Осень вступала с свои права. Шли затяжные мелкие дожди. Деревья сбросили листву и лес стоял как-то непривычно голым. В нем было холодно и сыро. Уже несколько дней Федька не появлялся в школе. Я думал, что он простудился и заболел. Ближе к концу последнего урока в класс заглянул Мурза. Учительница вышла с ним в коридор, и они о чем-то долго разговаривали. Вернулась она в класс взволнованная, даже мы, дети, понимали, случилось что-то нехорошее.
- Андрей, - обратилась ко мне учительница, - собери портфель, в коридоре тебя ждет Мурза. Сегодня в школу можешь не возвращаться.

Мы шли по направлению к КПП. По дороге Мурза негромко повторял: «Ай, ай, ай, …. Федька, … ай, ай, … беда, беда». На мои вопросы он не отвечал. Неизвестность и неожиданный визит Мурзы немного пугал. На КПП, в подсобке у окна стоял Федька. Я обрадовался и бросился к нему.
- Что случилось, почему ты не в школе? Ты, что – болел?
Федька молчал. Он как-то осунулся, похудел, глаза были красные от слез, но он не плакал.
- Мы с Любкой уезжаем в Рязань. Приехала сестра мамки с мужем, чтобы забрать нас. – Он грустно вздохнул, - уезжаем навсегда, я не хочу уезжать, - всхлипнул он. Мурза стоял рядом смотрел на нас и все повторял: «ай, ай, беда, беда-то какая…»
- Да что случилось? – я посмотрел на Мурзу, потом на Федьку.
Он опустил голову, затем глубоко вздохнул и сказал:
- Мамка папку убила …
- Как убила? –
- Да так, он пришел пьяный, стащил с печки Любку и стал ее бить, а мамка как раз у печки дрова колола топором, ну и … топором… Приезжала милиция … Нас с Любкой хотели отдать в Детский дом.
Я смотрел на Федьку, он на меня. Мы вдруг обнялись и оба заплакали.  Мурза нас  успокаивал: «Беда пройдет, не надо плакать, вы же уже большие, вы же мужчины». Федька рукавом смахнул слезы.

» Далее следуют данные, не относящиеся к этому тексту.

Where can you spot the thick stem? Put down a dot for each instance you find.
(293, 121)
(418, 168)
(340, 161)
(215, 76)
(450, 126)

 - Ну всё, мне пора, а то, тетка с мужем будут ругаться. -
Мы стояли с Мурзой у окна и смотрели, как по обочине дороги, сгорбившись под дождем, удалялась маленькая фигурка мальчика в телогрейке и кепке. Через некоторое время его догнала большая машина с кузовом крытым брезентом, открылась дверь в кабину, и увезла Федьку.  По стеклу окна тоненькими струйками стекали капли дождя. Тогда мне казалось, что сама осень, плакала провожая Федьку. Больше я его не видел, и о его дальнейшей судьбе мне ничего не известно.

Я лежал с закрытыми глазами и слышал как по стеклу барабанят капли дождя. И здесь, в настоящем, тоже дождь и тоже осень.  В жизни каждого человека есть своя осень. В палату вошла Люба и закрыла окно.
- Ну вот солнце немного порадовало и опять пошел дождь. Андрей Викторович, вы не спите? К вам доктор.
В палату вошел Федор Михайлович. Померил пульс, артериальное давление.
- Давление у вас в норме, состояние стабилизировалось, так что готовьтесь к операции. Завтра будем вас оперировать. Я думаю, что всё будет хорошо.
У кровати стояла Люба и улыбалась мне.
- Я тоже думаю, что всё будет хорошо, - ответил я.